A walk on the wild side with plastic bags in hand
MISS Earth SA regional semi-finalist Annemieke van Aarde has traded her stilettos and the catwalk to give the rough terrain at the Eco-Glen Nature Reserve in Tshwane a much-needed clean-up.
The project was done ahead of World Environment Day, a global call for taking action on urgent environmental issues, which is celebrated today.
In preparation for the day, Van Aarde, pupils from Maragon Olympus Private High School and ward councillor Pieter van Heerden got close with nature.
Leading the pack was Van Aarde, who collected dispersed waste on paths, in the reeds, at the bank of the river and in the forest.
They mostly found plastic bags, cans and bottles. The pupils were surprised by the huge amount of garbage they collected in a very short time.
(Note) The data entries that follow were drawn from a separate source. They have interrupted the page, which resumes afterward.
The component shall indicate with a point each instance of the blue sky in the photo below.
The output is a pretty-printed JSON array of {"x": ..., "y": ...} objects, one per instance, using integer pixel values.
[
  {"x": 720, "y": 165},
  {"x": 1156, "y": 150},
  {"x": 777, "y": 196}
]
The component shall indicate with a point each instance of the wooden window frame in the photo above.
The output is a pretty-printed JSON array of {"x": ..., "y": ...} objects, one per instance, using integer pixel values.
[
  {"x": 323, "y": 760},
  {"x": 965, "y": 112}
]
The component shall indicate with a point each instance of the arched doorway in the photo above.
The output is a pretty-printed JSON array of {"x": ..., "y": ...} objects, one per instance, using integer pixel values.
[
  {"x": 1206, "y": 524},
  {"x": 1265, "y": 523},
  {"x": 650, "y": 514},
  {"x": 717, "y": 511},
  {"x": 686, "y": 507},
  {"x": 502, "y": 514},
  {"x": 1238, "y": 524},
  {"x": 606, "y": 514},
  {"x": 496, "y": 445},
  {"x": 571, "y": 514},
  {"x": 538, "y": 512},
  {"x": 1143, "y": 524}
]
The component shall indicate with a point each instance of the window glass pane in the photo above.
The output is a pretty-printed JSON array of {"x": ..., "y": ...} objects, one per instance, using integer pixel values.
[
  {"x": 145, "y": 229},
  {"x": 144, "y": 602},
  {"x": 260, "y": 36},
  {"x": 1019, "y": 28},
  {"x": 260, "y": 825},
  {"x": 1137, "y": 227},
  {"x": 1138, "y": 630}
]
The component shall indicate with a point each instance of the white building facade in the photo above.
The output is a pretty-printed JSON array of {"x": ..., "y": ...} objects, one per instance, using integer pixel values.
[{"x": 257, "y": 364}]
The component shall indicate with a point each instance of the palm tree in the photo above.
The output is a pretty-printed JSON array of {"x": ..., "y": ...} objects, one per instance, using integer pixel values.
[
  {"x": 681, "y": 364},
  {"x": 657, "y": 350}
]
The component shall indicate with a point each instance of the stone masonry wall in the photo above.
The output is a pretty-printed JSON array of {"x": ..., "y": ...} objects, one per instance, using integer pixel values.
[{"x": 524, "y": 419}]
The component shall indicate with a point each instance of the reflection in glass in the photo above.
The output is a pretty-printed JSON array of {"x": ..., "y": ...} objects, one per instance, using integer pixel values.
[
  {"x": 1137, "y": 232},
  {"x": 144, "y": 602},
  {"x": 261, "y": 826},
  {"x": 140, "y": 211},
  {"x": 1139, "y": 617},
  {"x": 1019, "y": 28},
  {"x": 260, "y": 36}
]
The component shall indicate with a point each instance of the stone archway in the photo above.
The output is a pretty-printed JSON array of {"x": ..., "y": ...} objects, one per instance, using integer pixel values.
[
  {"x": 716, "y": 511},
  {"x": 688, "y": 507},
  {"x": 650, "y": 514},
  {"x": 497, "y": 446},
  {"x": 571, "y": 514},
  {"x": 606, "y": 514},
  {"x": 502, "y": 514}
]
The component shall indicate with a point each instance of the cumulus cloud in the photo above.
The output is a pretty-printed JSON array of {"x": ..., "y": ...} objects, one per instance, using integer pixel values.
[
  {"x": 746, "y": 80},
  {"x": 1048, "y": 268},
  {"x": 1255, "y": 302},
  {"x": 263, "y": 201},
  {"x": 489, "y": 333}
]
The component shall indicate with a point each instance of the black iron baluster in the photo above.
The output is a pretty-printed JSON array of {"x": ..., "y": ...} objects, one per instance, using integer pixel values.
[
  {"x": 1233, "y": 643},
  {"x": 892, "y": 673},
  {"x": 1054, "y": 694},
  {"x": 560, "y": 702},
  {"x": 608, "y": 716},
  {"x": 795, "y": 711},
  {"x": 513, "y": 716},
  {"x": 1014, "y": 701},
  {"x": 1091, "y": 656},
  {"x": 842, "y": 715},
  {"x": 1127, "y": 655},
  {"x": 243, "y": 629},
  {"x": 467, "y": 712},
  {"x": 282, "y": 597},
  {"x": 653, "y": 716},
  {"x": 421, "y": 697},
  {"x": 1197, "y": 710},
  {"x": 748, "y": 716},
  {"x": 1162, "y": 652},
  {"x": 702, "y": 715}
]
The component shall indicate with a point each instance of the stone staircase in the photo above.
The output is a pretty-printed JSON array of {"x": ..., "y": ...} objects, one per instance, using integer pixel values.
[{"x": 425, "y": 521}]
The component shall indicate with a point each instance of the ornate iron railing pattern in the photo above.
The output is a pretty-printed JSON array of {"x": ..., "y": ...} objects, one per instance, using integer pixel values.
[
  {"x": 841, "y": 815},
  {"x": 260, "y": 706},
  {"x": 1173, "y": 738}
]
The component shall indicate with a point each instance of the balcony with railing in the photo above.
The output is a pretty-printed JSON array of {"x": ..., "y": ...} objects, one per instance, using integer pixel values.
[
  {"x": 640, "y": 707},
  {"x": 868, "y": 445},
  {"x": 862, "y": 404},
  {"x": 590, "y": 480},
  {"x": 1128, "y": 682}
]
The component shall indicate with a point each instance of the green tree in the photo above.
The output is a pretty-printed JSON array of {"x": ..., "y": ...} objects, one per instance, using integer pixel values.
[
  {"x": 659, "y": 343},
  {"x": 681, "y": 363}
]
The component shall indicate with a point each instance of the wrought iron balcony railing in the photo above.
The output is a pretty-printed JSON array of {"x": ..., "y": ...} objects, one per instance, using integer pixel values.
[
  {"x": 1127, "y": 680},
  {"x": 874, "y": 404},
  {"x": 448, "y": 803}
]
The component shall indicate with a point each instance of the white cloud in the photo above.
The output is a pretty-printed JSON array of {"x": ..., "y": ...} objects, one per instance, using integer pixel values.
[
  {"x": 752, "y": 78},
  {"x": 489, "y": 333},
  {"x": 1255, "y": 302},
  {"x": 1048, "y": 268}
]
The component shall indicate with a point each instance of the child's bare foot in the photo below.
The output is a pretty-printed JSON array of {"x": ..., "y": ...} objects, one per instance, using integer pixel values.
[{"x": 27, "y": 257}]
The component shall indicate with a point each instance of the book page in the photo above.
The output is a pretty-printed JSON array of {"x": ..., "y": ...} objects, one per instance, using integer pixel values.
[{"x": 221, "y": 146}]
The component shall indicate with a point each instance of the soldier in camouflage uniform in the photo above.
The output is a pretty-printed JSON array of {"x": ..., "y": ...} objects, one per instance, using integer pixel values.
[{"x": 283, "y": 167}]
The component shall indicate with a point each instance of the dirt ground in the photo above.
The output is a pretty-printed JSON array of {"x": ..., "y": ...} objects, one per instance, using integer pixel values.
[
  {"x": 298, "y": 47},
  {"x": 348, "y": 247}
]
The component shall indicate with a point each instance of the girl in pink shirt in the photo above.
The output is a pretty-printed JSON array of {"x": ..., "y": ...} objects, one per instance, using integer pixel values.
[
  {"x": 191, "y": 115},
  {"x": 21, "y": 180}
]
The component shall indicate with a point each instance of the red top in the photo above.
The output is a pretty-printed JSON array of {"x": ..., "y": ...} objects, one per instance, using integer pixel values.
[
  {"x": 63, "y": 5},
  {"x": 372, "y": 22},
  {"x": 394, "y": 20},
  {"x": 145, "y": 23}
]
Van Aarde, a third-year student at the University of Pretoria, who is majoring in sociology and English literature, said she had entered Miss Earth because of the focus on social responsibility and environmental protection.
“I am passionate about people and seek to distil the values of the protection of human rights, animal rights and the respect for natural resources within communities. In doing so, I believe we are able to protect the most vulnerable members of society,” she said.
The theme for World Environment Day 2017 is Connecting People to Nature, which invites people to enjoy the outdoors and take forward the call to protect the earth.
Van Aarde was asked to organise and host a clean-up within the local community for World Environment Day.
“I chose Eco-Glen as it is important to look after our precious natural environments and delicate eco-systems. These natural environments and their eco-systems are under constant pressure due to their location within the city,” she said.
Van Heerden was excited and said he had never seen anybody doing a similar initiative. “It is a great educational awareness because people’s living habits have a huge impact on nature. We need to understand that we along with nature are one,” he said.
Eco-Glen Nature Reserve forms part of the Moreleta outfall, which runs through most of Tshwane and is a much bigger ecosystem running into the northern part of the country and eventually ends up in Mozambique.
CARE: Annemieke van Aarde helped clean nature reserve.